The records, were previously held by the Office of former Vice President Cheney. On March 31, 2009, Vice President Cheney personally issued a request to the National Archives Presidential Libraries section for declassification review of these same documents. The Archives then passed on the request to the CIA for review on April 8, 2009. Vice President Cheney has said the reports show the effectiveness of enhanced interrogation techniques that were used on some detained terrorists, such as Khalid Shaykh Muhammad and Abu Zubaydah.
In March, President Obama overruled objections from national security officials and released documents detailing the government’s enhanced interrogation program of terrorists (the so-called “torture” memos). However, President Obama initially withheld information detailing the results of this program, including alleged terrorist plots that the program prevented. It is these documents that Judicial Watch has obtained. They have never before been released to the public.
CIA interrogations have been the subject of great controversy over the last few months.
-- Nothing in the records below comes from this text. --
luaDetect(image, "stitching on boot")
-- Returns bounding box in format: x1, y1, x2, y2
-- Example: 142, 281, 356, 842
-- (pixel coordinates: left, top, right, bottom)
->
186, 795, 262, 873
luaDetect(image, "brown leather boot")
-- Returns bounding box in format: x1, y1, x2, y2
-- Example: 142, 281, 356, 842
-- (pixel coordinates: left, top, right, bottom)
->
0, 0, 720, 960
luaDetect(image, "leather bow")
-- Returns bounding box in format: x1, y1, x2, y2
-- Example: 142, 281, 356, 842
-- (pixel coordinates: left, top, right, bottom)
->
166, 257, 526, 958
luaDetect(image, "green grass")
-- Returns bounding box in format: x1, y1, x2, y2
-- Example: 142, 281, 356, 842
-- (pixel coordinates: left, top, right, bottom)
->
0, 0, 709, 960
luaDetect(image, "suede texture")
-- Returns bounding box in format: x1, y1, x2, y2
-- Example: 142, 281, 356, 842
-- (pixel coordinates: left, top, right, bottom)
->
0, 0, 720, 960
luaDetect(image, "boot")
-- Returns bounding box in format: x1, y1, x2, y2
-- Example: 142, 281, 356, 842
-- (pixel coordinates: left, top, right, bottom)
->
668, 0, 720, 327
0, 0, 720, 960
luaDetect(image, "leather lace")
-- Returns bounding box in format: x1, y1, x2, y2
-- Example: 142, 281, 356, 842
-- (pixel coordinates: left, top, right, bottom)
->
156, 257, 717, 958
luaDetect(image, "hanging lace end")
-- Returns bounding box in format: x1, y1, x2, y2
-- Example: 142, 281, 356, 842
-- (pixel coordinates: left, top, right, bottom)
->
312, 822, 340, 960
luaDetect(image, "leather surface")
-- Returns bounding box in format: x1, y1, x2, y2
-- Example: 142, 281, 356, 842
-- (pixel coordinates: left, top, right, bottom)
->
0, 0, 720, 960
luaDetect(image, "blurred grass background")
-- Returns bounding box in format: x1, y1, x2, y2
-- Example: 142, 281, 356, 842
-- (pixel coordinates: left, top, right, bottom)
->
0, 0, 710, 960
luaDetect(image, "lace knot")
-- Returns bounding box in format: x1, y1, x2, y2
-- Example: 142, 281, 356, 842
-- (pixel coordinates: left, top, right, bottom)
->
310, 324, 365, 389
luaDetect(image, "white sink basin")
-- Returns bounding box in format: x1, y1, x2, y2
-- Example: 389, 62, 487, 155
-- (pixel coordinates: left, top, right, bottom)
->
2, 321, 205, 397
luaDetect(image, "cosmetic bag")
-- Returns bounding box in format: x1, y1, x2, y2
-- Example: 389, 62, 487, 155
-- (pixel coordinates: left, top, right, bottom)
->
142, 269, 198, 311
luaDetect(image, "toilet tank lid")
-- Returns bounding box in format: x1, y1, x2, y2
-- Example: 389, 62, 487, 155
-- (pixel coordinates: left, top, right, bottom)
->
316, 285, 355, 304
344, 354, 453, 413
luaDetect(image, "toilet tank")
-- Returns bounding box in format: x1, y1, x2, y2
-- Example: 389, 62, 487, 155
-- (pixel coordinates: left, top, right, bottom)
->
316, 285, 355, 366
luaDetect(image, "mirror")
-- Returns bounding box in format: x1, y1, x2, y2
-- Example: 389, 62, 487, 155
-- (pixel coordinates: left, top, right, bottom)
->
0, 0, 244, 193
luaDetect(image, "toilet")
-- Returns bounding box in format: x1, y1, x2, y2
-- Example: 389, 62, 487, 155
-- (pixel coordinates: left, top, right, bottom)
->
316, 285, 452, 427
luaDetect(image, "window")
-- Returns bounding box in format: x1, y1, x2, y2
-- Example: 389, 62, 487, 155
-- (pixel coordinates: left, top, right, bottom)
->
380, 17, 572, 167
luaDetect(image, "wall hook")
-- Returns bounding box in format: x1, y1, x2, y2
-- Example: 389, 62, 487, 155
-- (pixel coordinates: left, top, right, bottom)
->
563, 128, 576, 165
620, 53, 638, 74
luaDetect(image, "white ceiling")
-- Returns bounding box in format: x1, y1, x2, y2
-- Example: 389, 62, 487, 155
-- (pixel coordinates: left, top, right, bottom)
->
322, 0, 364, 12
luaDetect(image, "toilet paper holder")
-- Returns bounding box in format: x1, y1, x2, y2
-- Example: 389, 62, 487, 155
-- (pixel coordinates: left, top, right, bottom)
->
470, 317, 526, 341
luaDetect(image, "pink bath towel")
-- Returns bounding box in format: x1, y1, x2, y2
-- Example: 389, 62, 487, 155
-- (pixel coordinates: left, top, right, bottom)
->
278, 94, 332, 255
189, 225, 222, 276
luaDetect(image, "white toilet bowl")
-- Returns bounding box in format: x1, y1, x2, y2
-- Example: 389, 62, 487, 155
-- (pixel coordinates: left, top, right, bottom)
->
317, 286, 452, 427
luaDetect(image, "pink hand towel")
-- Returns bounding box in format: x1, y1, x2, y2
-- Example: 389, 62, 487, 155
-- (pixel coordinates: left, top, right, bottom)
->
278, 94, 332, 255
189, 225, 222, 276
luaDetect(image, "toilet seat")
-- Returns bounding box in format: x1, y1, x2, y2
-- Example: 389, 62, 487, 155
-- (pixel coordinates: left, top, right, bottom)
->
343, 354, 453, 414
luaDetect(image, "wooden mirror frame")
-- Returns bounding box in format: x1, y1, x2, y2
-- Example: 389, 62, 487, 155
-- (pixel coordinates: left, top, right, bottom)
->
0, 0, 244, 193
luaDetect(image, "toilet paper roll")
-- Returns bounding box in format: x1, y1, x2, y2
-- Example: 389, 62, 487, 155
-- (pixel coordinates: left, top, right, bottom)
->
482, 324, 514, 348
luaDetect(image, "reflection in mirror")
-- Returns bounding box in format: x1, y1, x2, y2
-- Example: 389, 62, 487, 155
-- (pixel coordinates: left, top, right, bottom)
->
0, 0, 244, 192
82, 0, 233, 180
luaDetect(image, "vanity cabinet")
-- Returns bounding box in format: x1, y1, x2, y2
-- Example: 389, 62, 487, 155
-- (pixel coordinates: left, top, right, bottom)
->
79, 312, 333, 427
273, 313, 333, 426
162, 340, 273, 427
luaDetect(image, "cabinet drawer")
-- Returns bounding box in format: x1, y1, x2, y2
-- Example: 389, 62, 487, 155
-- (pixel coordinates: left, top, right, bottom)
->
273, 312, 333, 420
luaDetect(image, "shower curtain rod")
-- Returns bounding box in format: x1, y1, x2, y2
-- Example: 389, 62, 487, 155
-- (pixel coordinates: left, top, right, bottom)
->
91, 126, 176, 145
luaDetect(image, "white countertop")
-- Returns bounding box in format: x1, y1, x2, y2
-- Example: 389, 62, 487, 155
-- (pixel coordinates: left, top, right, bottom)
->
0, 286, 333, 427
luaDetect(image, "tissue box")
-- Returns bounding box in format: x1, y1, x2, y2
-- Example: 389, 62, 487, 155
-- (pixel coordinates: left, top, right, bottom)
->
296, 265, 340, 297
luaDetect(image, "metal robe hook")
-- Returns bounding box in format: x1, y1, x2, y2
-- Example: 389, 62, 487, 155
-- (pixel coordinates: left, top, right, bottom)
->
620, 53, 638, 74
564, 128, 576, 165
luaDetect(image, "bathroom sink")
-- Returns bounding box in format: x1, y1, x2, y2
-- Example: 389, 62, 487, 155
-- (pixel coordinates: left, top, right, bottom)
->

House Speaker Nancy Pelosi came under fire in April when she claimed she was never briefed about the CIA’s use of the waterboarding technique during terrorism investigations. The CIA produced a report documenting a briefing with Pelosi on September 4, 2002 that suggests otherwise.
“These documents suggest that enhanced interrogation techniques prevented terrorist attacks and protected our country,” said Judicial Watch President Tom Fitton. “Now, the American people can have a more complete understanding of whether these enhanced interrogation programs are effective. We are very pleased to be able to bring these documents to light for the first time.”
Judicial Watch filed its original Freedom of Information Act request with the CIA on May 18, 2009. On June 25, 2009, the CIA acknowledged receipt of the request but provided no documents and did not specify when Judicial Watch would receive a substantive response, prompting Judicial Watch’s lawsuit. By law, the CIA had until June 30, 2009 to provide any non-exempt records.